The musician, producer and music journalist was confirmed by US music website Pitchfork to have died of a heart attack aged 61, according to staff at his recording studio, Electric Audio.
Hailing from California and based in Chicago for much of his career, Albini was an outspoken critic of the major-label music industry from the beginning, making his name with serrated, noisy rock as part of independent bands like Big Black and Shellac.
But it was his time at the mixing desk, giving shape to some of the most influential albums of the 1990s American alt-rock boom, that secured his place in wider notoriety.
Known for rejecting expansive studio setups in favour of uncomplicated and raw analogue recordings, Albini lent his edge to Pixies' 'Surfer Rosa', PJ Harvey's 'Rid of Me', and Nirvana's 'In Utero' among many other albums — the latter of which was remixed by label DCG after he completed work, with the 'unlistenable' original mixes later audible on vinyl pressings, and expanded editions of the album's 2013 reissue.

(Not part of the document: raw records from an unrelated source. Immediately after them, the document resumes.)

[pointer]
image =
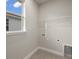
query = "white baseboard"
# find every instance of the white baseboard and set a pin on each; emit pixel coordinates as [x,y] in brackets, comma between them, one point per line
[45,49]
[30,54]
[52,51]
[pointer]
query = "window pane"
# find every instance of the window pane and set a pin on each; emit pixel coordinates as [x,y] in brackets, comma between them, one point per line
[14,6]
[13,15]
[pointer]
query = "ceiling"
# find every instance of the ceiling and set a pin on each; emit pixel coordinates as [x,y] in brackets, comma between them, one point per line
[41,1]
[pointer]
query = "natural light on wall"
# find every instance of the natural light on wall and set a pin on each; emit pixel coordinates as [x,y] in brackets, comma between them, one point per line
[15,16]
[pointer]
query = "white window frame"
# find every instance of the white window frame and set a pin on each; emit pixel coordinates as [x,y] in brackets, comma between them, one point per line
[23,21]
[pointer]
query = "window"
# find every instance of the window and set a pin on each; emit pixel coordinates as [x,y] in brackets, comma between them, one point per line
[15,20]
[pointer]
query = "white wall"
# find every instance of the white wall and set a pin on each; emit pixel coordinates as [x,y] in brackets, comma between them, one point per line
[20,44]
[57,15]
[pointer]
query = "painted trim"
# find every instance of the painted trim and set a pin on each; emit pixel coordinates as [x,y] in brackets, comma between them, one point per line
[45,49]
[52,51]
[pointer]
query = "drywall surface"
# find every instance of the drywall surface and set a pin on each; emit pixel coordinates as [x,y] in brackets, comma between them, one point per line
[56,23]
[20,44]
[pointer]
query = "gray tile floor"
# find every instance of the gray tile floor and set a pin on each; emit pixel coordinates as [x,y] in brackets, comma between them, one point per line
[40,54]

The frontman was also known for courting controversy with provocative band names and song titles — apologising on X in 2021 for doing so 'from an ignorant position of comfort and privilege', and subsequently discussing his regrets in major press interviews.
Albini had last been in Ireland with Shellac in April of 2023, playing in Limerick and two nights in Dublin, hand-picking Irish noise-rockers M(h)aol to support.